Date: 2011-06-07 07:56 pm (UTC)
From: [identity profile] houseboatonstyx.livejournal.com
I love Propp's MORPHOLOGY but you kind of lost me at "great chain of being." Do you mean fairies, angels, devils, etc etc (above us on the Chain)? If so, he might have a point, though I wouldn't call it a 'right'.

The tales are focused on the humans and their fate. The stronger beings function in the story more like a storm or other natural phenomenon does; it blows the ship in the direction of plot, or sinks it, but the storm isn' morally judged one way or another.

For one thing, because they're stronger and more secure than we are, they aren't subject to the same kind of life-changing events that punish or reward the human characters -- at least not within the scope of these stories. (Rumplestiltskin tearing himself in half is an exception, and I'd guess it's a flourish added late.)

Date: 2011-06-09 05:16 pm (UTC)
From: [identity profile] ssatva.livejournal.com
http://en.wikipedia.org/wiki/Great_chain_of_being

Date: 2011-06-07 08:52 pm (UTC)
bolindbergh: (Default)
From: [personal profile] bolindbergh
TV Tropes calls this kind of thing values dissonance and features lots of examples, so you could try going there and asking if any of the regulars know what you're talking about.

Date: 2011-06-08 12:39 am (UTC)
From: [identity profile] sirfox.livejournal.com
Reminded me of a line from Pratchett: And then Jack chopped down what was the world's last beanstalk, adding murder and ecological terrorism to the theft, enticement and trespass charges already mentioned and all the giant's children didn't have a daddy any more. But he got away with it and lived happily ever after without so much as a guilty twinge about what he had done. Which proves that you can be excused just about anything if you're a hero, because no one asks inconvenient questions.

I hadn't run into the article you describe, but i can see what you're getting at, i think.
From: [identity profile] resonant.livejournal.com
I once read a book of Inuit stories.

One story was a long, romantic tale of two lovers.

They fled their respective families and built a cozy camp at the base of a ridge.
Everything they did together was full of love.
They gathered food, made tools, and tanned caribou hides throughout the summer.
They cherished each moment together, and grew happier with every breath.
As the first snows came, their daughter was born.
Their happiness knew no limits, and their joy was frightening in its intensity.
They sang her songs to teach her to be wise.
Their daughter opened her eyes wide, and gazed up at the faces of the parents who loved her so much.

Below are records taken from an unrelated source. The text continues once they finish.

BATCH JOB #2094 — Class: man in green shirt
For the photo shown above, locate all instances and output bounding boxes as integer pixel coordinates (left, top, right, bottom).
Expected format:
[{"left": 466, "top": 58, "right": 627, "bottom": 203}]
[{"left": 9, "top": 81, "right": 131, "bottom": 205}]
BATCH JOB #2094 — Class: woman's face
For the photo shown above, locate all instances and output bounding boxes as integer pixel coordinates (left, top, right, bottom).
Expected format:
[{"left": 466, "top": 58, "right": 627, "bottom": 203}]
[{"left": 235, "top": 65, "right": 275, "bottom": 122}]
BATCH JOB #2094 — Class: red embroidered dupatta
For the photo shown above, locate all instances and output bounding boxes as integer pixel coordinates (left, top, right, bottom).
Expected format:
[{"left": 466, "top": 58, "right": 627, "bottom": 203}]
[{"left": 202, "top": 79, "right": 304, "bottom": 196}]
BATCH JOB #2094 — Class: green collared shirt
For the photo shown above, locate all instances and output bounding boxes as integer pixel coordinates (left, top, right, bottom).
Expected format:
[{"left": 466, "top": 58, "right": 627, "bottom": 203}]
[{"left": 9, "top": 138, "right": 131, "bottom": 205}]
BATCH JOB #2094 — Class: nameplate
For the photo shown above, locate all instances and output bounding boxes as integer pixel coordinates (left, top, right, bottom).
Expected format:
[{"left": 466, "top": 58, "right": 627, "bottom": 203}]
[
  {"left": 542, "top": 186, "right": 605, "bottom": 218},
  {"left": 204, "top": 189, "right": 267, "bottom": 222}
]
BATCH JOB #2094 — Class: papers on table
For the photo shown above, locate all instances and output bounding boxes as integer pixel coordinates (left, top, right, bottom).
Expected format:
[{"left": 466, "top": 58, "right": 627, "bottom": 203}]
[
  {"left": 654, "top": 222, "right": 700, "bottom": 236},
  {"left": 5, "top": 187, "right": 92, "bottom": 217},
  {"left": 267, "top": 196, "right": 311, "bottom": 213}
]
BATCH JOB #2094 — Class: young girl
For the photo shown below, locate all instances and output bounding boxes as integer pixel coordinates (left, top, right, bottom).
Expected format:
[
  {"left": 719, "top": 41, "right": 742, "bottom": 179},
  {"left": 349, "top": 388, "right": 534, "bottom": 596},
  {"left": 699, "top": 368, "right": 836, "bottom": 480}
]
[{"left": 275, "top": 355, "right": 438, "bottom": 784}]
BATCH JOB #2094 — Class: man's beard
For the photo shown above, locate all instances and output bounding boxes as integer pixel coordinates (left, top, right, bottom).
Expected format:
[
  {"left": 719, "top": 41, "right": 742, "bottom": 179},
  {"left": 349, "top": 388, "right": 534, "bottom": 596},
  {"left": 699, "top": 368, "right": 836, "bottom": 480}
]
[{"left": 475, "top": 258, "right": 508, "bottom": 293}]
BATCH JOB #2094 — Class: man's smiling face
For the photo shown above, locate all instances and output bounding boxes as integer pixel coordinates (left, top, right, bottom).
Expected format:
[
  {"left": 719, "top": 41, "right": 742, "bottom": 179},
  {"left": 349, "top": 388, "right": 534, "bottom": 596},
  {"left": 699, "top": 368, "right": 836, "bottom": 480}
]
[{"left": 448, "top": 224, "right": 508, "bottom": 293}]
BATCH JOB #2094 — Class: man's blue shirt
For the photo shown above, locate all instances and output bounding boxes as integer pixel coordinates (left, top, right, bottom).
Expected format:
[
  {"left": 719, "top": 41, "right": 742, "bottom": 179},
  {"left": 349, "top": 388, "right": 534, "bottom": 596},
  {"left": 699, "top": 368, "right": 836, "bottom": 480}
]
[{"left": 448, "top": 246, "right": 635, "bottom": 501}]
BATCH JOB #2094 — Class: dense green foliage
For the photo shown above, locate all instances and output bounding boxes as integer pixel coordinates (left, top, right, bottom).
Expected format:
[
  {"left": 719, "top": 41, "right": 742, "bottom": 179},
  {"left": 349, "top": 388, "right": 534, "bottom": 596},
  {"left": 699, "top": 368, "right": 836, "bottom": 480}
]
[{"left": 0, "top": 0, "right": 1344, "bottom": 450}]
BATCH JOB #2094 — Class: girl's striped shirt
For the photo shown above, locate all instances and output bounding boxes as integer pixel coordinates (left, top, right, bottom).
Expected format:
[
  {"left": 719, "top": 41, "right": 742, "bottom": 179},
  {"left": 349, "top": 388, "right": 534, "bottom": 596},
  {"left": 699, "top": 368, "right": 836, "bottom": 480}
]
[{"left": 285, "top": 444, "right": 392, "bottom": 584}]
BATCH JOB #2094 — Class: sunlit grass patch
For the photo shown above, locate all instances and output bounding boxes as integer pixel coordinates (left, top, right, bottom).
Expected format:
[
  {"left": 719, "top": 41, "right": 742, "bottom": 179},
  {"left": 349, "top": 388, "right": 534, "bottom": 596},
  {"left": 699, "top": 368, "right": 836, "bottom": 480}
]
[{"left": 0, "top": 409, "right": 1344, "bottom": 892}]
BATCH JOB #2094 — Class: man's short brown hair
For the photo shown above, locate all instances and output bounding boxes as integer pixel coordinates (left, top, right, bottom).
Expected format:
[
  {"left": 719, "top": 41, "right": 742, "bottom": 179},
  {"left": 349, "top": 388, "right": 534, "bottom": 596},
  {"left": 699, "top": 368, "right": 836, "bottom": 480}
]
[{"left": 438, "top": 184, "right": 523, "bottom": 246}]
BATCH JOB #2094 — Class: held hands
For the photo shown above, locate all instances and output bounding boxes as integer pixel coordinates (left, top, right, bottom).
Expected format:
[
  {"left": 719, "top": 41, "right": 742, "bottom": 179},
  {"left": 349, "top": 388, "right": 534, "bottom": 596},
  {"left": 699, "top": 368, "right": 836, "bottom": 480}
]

Then Raven danced on the snowdrifts at the top of the ridge, and the family was crushed to death by falling ice and snow.
Raven feasted upon their eyeballs the next spring.

The moral of the story: Don't camp at the base of a ridge.
From: [identity profile] houseboatonstyx.livejournal.com
I remember a similar story from Africa iirc. Its moral was 'Don't run away from your families and community.'

Date: 2011-06-08 04:42 am (UTC)
From: [identity profile] houseboatonstyx.livejournal.com
Because humans are higher up the Great Chain than giants are? Could be, but I expect there was also a tradition that giants are evil or at least treat humans badly (fee fi fo fum) in other stories, so this giant was probably just as bad offstage as the others. (Cf Orcs?) Ogres, giants, etc seem to be kind of interchangeable, and there are a lot of stories about a human hero getting into their house and escaping after more or less mischief.

In much old literature predatory animals are treated as enemies, to be outwitted and destroyed -- without a real judgement of evil being pronounced. Contrast the Three Pigs sort of story where the wolf has a humanoid personality and gets punished.

Date: 2011-06-11 01:55 am (UTC)
From: [identity profile] rkda.livejournal.com
Yes, I know what you are talking about. No, you are not hallucinating.

The differences between stories conceived 200+ years ago and stories conceived 100+ years ago with respect to stories that have been disney-fied or "updated" or conceived in the last 100 years is quite stark. Especially with respect to the power (evil?) figures and the heros.

It's not just technology, it's that the complete set of ethics and expectations were some how different. Sufficiently different that many of the old stories don't ring quite right when told in the context of todays world.